For patients who did not reap improvement in function, strength, and range of motion, it is important to consider how comorbid conditions might impact the results of this study. Calcific tendinitis has previously been classified into two subtypes: type I (idiopathic) and type II (secondary/endocrine related) (Harvie, Pollard, and Carr 2007). Thyroid disorders, T2DM, and disorders of estrogen metabolism are endocrine diseases known to be associated with calcific tendinitis, with affected patients exhibiting significantly longer natural history of calcific tendinopathy (Harvie, Pollard, and Carr 2007). Our study found that 40% (2/5) of patients who denied improved function were affected by comorbid endocrine disease (i.e. T2DM, hypothyroidism). Incomplete management of comorbid conditions may have hindered efficacy of UTD in study patients who reported no change in function and/or strength and range of motion. Therefore, physicians must consider a patient’s past medical history for possible confounding endocrine and musculoskeletal pathology when evaluating UTD as a treatment option for calcific tendinopathy of the shoulder.

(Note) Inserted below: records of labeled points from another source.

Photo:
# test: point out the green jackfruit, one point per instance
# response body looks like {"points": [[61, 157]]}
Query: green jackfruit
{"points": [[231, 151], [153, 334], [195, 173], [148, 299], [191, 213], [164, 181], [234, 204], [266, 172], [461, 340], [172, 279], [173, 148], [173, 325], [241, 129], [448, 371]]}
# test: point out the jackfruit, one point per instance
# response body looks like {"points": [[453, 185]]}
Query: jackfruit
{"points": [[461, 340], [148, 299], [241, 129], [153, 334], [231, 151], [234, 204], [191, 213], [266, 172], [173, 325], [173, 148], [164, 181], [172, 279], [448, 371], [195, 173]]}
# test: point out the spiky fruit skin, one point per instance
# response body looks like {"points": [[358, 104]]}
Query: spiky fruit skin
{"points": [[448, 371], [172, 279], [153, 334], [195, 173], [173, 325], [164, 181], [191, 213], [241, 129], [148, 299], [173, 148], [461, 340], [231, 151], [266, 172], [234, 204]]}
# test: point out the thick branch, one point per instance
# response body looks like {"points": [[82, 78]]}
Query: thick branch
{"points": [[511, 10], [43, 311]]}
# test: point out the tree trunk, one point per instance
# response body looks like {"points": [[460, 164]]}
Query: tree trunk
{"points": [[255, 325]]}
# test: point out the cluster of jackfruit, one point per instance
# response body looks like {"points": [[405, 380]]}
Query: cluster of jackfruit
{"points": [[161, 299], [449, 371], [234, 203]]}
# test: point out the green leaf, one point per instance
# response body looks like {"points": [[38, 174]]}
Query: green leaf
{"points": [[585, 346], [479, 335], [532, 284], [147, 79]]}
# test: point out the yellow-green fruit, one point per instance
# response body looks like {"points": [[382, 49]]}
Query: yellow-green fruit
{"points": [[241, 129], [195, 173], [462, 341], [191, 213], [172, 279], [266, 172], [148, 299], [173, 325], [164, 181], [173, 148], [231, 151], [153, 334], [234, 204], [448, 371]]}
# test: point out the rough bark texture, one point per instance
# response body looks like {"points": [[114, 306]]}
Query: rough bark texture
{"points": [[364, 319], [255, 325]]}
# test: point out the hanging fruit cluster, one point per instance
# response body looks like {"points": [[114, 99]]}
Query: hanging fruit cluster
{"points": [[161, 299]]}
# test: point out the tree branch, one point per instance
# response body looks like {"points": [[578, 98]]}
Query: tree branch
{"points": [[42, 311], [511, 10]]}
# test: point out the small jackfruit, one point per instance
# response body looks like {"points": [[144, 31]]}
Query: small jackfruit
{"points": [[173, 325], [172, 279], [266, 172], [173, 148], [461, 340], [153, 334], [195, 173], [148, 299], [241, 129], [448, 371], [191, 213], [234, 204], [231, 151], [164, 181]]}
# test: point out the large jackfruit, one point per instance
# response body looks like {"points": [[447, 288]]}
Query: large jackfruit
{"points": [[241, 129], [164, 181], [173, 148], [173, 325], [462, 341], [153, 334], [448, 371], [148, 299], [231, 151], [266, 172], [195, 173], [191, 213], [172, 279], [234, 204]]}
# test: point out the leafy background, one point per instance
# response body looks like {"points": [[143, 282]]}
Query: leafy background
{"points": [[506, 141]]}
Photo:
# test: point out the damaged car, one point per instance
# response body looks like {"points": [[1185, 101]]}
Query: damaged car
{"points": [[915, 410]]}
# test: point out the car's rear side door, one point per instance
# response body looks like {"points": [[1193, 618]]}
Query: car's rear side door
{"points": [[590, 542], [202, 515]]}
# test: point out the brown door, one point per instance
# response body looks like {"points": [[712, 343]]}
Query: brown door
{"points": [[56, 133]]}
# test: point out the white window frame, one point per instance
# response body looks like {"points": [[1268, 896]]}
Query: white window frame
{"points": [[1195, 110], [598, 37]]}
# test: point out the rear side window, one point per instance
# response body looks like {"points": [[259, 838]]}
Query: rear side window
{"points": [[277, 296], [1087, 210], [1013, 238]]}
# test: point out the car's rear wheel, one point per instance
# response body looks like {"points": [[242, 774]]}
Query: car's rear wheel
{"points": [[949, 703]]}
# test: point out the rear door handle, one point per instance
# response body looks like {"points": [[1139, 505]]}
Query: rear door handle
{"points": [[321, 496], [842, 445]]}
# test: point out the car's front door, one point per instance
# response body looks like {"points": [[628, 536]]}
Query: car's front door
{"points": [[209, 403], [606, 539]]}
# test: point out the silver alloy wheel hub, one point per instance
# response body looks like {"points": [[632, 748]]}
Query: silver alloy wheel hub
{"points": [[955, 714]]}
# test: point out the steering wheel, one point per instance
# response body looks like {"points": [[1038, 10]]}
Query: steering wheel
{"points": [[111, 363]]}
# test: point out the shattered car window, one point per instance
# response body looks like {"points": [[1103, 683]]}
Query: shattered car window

This study possesses some limitations. The cohort is small (n=9) and is limited to a single outpatient clinic. Recall bias is possible through patient reporting of pre-procedural symptoms, due to administration of the shoulder score survey more than six months after UTD. The information available by retrospective chart review was limited. This study did not consider sizes of calcific deposits or duration of symptoms prior to UTD, factors that could have influenced interpretation of the reported shoulder scores. Future studies should include a control group to avoid the natural diminution of results.
This study is unique because it provides evidence for UTD as a lasting treatment alternative for resistant shoulder calcific tendinopathy through evaluation of symptoms ≥6 months post-procedure. It also provides commentary on possible reasons for suboptimal responses to treatment in some patients. Additional case reports are warranted to further corroborate the efficacy of the procedure and the relief provided to patients long term. Further investigation into the efficacy of UTD in patients with and without comorbid endocrine disease is also warranted to enhance clinical understanding and recommendations in this group. Though standard conservative therapies should be prioritized for most patients, UTD should generally be considered as an effective, safe, and possibly definitive treatment alternative to failed conservative measures in patients without coexisting shoulder pathology.